Katerina Korola is an art historian and media scholar whose research explores the history of photography and film through an ecological lens. She holds a joint-PhD in Art History and Cinema & Media Studies from the University of Chicago and is currently Assistant Professor of German Studies at the University of Minnesota - Twin Cities, where she is working on her first book, Picturing the Air: Photography and the Industrial Atmosphere. Her research has appeared in the Journal of Visual Culture, Representations, Photographica, and Transbordeur.

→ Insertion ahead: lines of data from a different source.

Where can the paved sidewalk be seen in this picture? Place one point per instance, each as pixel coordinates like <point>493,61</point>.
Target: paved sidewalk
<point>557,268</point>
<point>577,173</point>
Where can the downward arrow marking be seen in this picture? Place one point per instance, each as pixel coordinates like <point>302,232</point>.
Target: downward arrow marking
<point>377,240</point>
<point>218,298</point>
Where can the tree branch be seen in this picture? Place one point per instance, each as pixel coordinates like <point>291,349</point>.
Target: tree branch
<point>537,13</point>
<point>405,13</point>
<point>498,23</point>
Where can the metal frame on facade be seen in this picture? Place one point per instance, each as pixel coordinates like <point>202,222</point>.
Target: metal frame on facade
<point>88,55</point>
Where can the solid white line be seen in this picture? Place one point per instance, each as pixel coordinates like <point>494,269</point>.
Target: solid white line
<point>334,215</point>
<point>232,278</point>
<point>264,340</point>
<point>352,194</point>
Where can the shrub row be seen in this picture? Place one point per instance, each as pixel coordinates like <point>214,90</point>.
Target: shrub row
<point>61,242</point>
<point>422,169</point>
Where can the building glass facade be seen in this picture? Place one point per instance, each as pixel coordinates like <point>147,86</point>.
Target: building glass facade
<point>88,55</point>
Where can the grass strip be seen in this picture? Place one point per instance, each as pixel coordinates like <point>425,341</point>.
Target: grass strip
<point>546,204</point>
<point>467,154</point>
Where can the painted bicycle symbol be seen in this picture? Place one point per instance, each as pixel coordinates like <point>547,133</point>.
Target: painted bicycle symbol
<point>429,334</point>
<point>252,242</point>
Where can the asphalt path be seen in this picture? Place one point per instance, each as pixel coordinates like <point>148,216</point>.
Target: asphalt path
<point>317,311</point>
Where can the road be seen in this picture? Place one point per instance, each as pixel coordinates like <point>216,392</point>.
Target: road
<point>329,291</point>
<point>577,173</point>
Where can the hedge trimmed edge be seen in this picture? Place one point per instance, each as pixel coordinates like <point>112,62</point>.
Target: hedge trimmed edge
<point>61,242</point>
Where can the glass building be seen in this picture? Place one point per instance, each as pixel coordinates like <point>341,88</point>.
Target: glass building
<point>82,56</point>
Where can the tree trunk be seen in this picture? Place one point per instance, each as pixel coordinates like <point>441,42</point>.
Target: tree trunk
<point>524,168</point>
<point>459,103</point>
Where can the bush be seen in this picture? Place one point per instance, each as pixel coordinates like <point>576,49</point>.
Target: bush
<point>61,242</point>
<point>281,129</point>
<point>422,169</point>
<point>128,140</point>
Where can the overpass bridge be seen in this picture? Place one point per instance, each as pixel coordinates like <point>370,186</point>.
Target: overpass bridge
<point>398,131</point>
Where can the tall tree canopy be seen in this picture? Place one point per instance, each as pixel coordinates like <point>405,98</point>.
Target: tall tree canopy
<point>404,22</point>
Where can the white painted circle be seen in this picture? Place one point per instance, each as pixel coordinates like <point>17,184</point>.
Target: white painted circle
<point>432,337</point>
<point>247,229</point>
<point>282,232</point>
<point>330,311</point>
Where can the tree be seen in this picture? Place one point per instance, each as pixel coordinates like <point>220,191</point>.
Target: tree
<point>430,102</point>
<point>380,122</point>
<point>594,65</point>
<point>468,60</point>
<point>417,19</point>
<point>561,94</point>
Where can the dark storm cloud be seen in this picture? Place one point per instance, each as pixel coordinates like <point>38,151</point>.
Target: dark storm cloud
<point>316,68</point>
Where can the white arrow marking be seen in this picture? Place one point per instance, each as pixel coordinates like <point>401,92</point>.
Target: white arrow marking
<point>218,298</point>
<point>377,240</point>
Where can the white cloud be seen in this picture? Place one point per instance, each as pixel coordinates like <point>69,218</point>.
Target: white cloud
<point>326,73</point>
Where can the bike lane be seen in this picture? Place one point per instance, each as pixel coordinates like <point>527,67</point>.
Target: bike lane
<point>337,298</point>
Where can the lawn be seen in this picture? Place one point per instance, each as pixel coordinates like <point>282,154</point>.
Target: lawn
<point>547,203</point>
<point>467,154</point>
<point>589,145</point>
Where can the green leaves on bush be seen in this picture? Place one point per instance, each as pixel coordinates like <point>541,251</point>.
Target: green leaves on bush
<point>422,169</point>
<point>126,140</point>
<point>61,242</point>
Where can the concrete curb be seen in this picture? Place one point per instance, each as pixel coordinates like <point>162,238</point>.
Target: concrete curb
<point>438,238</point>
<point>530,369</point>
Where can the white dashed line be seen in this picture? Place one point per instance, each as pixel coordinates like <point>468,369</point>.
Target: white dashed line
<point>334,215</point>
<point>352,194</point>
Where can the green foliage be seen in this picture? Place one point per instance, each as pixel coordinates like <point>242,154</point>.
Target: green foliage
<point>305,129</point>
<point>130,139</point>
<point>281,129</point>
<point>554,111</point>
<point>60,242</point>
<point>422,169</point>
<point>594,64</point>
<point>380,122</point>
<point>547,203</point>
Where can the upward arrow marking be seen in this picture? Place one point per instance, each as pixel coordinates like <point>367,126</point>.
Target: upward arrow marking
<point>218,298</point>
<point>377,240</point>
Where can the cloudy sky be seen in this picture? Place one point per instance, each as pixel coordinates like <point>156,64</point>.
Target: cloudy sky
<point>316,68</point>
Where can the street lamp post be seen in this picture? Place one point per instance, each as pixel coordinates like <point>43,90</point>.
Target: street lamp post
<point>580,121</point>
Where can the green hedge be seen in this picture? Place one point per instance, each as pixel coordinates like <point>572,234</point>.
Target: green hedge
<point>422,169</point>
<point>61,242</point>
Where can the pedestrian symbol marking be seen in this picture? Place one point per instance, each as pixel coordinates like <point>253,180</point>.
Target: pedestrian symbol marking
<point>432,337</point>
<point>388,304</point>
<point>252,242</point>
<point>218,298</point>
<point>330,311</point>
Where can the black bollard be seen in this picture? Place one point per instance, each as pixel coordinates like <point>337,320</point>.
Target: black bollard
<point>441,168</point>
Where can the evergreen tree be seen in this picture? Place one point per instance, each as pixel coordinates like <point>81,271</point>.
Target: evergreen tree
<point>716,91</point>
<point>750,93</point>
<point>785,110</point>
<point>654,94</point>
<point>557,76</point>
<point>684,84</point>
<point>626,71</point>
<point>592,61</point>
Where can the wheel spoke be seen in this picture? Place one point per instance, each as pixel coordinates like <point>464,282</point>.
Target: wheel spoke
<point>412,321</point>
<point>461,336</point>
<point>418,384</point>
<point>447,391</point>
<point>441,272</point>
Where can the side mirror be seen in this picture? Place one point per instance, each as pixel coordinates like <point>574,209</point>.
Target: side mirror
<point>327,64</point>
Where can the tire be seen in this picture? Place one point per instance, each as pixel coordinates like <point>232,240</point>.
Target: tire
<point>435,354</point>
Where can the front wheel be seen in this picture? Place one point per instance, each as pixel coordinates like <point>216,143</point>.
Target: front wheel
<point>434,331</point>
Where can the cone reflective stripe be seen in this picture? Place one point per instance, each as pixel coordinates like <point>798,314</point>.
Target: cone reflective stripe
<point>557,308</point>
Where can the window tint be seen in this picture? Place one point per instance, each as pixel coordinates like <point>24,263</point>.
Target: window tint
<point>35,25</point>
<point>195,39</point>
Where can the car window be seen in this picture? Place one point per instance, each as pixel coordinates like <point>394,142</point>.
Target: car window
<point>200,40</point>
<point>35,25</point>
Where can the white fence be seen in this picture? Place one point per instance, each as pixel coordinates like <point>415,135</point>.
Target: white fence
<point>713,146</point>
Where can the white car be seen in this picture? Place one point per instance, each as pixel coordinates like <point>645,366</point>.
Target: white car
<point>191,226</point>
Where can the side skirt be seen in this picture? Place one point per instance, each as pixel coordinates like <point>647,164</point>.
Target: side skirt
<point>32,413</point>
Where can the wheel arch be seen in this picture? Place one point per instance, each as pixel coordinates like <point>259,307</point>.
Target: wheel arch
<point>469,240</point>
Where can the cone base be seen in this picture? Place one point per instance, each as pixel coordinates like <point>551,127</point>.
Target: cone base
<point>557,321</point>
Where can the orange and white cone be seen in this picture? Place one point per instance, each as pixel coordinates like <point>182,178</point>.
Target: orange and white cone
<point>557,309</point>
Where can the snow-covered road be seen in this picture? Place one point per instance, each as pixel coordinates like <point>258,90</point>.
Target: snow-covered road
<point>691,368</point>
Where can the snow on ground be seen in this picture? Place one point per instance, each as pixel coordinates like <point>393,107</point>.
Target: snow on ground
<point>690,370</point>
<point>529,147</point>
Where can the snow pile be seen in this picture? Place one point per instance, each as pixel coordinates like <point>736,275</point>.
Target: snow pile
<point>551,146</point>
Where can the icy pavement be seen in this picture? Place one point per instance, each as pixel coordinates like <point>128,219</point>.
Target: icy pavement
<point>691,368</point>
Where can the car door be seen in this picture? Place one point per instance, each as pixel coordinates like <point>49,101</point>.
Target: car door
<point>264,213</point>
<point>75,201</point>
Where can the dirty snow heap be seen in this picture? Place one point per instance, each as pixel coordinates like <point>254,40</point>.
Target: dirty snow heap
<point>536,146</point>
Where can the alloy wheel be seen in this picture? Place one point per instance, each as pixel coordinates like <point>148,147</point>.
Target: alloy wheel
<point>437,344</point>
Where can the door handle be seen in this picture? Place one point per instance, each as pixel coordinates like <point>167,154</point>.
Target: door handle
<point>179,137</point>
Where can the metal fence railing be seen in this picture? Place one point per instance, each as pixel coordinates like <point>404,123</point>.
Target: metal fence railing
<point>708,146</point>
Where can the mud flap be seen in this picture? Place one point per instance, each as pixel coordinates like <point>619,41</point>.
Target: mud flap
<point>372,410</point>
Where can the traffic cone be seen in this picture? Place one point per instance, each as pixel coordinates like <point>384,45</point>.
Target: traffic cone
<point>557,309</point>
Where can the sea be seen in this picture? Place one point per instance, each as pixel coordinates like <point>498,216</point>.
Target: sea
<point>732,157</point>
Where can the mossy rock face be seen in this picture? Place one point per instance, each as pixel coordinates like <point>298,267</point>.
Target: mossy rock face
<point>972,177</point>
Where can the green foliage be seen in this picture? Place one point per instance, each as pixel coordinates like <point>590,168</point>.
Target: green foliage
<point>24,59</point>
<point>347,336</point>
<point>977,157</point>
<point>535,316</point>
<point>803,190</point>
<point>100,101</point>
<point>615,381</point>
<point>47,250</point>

Debashree Mukherjee is Associate Professor of film and media in the Department of Middle Eastern, South Asian, and African Studies (MESAAS) at Columbia University. She is author of Bombay Hustle: Making Movies in a Colonial City (2020), which approaches film history as an ecology of material practices and practitioners. Her second book project, Tropical Machines: Extraction in the Age of Emancipation, develops a media history of South Asian indentured migration and plantation capitalism. Debashree edits the peer-reviewed journal BioScope: South Asian Screen Studies and has published in journals such as Film History, Feminist Media Histories, and Representations. Her latest publication is the edited anthology, Bombay Talkies: An Unseen History of Indian Cinema, based on an unprecedented photographic archive collated by a German cinematographer who emigrated to India in the 1930s (Ed. Mukherjee, Mapin & Alkazi Foundation, 2023). In a previous life Debashree worked in Mumbai's film and TV industries as an assistant director, writer, and cameraperson, and remains committed to industry-academy-public interfaces through exhibitions, curation, and digital humanities open-access projects.
Jennifer Lynn Peterson is Professor of Media Studies at Woodbury University in Los Angeles. She is the author of Education in the School of Dreams: Travelogues and Early Nonfiction Film (Duke University Press, 2013). Her scholarship has been published in journals such as Representations, JCMS, Feminist Media Histories, Camera Obscura, Moving Image, and in numerous edited volumes. She has published film, art, and book reviews in Texte zur Kunst, Millennium Film Journal, Film Quarterly, the Los Angeles Review of Books, and Artforum.com. She is completing work on her second book, under contract with Columbia University Press, which examines the ecological significance of Hollywood and nontheatrical films shot on location in the 1920s-40s.